第27話-昔話

 雅は自分の変化に驚いていたが、今の状況を思いだし、梨子たちの元へ駆けつける。

 謙二郎が庇ったのか、梨子に致命傷になるようなものはない。気を失っているだけのようだ。

 しかし、謙二郎はどうにもならない状態だった。香歩と志郎もそれを理解しているのか、既に処置を済ませた後なのか、謙二郎に治癒のカートリッジを使うこともしない。

 

「流石やなあ、雅」


 しゃがれた声で謙二郎が笑った。彼の表情は苦悶に満ちていて、声にも痛みが滲んでいた。

 雅はせめてと思い、拳銃に手をかけるが、謙二郎が首を小さく振って止めた。


「こうなるとな、やっぱり死ぬのって怖いねん。痛くても最後までいさせてや」


 謙二郎の意思を尊重し、雅は彼の隣に座った。


「雅は相変わらず仏頂面やなあ。香歩ちゃんに志郎もそないな顔せんといてや。その様子じゃ、あんたらの笑い話なんて聞けそうにないし、俺が話すか。黙って逝っちまうのは嫌やし」


 話している間、何度も咳き込み、その度に眉を顰める。今の謙二郎にとって、言葉を発するだけで想像を絶する痛みが走っているだろう。もしくは、痛覚が麻痺しているのかもしれない。


「俺の罪は恋人を殺したことや。原付きで二人乗りしてて、踏み切りで転んで彼女だけ轢かれた。不幸中の幸いってやつかな、鉄道会社から賠償金とかはなかったけど、色んな人に責められたわ。それで思い知ったんや」

「謙二郎!」


 通路に声が響き、雅はすぐさま迎撃しようと動く。それを止めたのは「あれは春人や」という謙二郎の声だった。

 少し遅れて春人の姿が見えた。謙二郎の推測通り、声の主は春人だった。彼は顔を涙やら泥やらでぐしゃぐしゃに汚し、息を切らせながら走ってきた。


「生きとったか。よかった」


 雅たちのグループは安堵した謙二郎の声を聞き、春人も近藤たちに襲われたことを思い出す。
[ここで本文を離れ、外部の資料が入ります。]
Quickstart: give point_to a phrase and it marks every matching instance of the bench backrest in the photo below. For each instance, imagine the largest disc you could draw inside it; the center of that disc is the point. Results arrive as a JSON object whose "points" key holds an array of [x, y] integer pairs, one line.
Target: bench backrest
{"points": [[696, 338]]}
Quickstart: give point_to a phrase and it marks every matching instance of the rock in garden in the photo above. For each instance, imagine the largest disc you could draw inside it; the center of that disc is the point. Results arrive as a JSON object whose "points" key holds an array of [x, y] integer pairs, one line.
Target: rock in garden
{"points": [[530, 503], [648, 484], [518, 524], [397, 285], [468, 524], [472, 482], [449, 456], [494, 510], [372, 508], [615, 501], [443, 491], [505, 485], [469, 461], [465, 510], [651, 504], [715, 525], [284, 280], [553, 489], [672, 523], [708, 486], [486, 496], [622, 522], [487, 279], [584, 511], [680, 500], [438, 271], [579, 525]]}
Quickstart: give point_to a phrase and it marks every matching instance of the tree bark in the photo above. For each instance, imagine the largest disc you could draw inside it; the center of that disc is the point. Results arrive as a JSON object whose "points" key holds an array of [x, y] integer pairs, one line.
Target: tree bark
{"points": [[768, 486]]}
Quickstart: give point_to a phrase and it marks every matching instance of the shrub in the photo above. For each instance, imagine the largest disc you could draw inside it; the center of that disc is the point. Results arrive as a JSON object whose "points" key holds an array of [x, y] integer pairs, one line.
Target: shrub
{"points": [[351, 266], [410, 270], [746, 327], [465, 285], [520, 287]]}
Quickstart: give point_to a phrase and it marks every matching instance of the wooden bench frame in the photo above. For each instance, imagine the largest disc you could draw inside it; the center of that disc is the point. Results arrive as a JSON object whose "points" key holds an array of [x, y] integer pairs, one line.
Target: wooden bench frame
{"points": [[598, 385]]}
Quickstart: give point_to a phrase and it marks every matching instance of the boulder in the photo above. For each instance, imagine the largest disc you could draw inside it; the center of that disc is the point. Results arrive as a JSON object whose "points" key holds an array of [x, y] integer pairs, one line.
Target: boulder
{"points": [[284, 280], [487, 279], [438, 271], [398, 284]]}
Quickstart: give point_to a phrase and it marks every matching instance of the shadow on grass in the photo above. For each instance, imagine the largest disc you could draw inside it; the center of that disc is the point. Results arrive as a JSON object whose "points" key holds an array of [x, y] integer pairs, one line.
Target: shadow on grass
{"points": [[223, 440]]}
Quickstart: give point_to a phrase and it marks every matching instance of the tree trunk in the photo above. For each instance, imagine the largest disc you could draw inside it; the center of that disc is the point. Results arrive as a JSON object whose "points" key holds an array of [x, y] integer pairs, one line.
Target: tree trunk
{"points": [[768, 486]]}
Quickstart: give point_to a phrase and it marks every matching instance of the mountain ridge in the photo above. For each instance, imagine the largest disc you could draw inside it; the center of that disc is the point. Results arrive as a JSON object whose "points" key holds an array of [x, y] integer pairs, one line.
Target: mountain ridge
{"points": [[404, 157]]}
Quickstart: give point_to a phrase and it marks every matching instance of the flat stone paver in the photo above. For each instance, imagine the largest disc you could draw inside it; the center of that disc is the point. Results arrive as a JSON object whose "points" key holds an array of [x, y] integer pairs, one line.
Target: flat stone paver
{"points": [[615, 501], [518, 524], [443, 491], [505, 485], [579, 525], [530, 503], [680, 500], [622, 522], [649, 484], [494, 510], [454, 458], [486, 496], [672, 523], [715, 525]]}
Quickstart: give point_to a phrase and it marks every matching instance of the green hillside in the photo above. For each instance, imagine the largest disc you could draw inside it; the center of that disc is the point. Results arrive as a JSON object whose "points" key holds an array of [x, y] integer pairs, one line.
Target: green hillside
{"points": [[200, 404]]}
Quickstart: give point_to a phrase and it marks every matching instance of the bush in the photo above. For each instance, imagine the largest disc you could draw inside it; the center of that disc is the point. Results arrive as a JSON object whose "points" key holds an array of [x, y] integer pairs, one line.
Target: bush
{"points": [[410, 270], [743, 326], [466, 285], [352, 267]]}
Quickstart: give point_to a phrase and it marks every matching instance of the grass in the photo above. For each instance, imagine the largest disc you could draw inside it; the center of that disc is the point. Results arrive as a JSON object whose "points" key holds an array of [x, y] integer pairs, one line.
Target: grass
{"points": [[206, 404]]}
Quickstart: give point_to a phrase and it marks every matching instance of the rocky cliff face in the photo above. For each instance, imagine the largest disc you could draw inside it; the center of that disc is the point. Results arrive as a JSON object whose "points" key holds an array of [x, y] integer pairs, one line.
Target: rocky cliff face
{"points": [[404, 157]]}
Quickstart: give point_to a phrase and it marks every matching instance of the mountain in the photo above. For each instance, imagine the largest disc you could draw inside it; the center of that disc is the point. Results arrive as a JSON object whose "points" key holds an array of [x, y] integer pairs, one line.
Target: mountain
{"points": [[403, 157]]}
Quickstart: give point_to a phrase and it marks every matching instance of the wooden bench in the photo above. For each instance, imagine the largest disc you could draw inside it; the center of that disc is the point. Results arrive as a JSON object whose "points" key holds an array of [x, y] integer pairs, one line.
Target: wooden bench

「皐月も無事だよ。謙二郎が囮になってくれたおかげで」

「囮になったのは結果論。俺がドジ踏んだからや。慈愛精神なんかやないで。けど、死ぬ前にお前が来てくれてよかったわ。話、聞いてや」


 春人は涙をこぼしながら頷いた。謙二郎は苦々しく笑って、話を続けた。


「春人も来たし、おさらいするな。まあ、バイク事故で彼女を殺してから、何をしてても苦痛やった。毎日に何の価値もない。平穏な日々にいるはずなのに、どこか遠くて置いていかれてるような感覚やった。人を殺めるという咎はとてつもなく重いことやねん」


 謙二郎は痛みも相まって壮絶な表情を模る。


「それで、思ったんや。当たり前やけど、人が死んだら誰かがやっぱり悲しむ。人の死はこんなにも近いものなのに、大きな傷を残す。だからこのゲームでも死んでほしくないって思ったんや。それと、自分の罪の意識ってやつかな。また殺すっていうのが無理みたいや」


 彼の言う通り、当たり前だった。話を聞く誰もが理解できたし、共感できた。言葉だけでなく、実際に友を救い、死の淵に立っても誰かのためにと行動した男の言葉だからこそだ。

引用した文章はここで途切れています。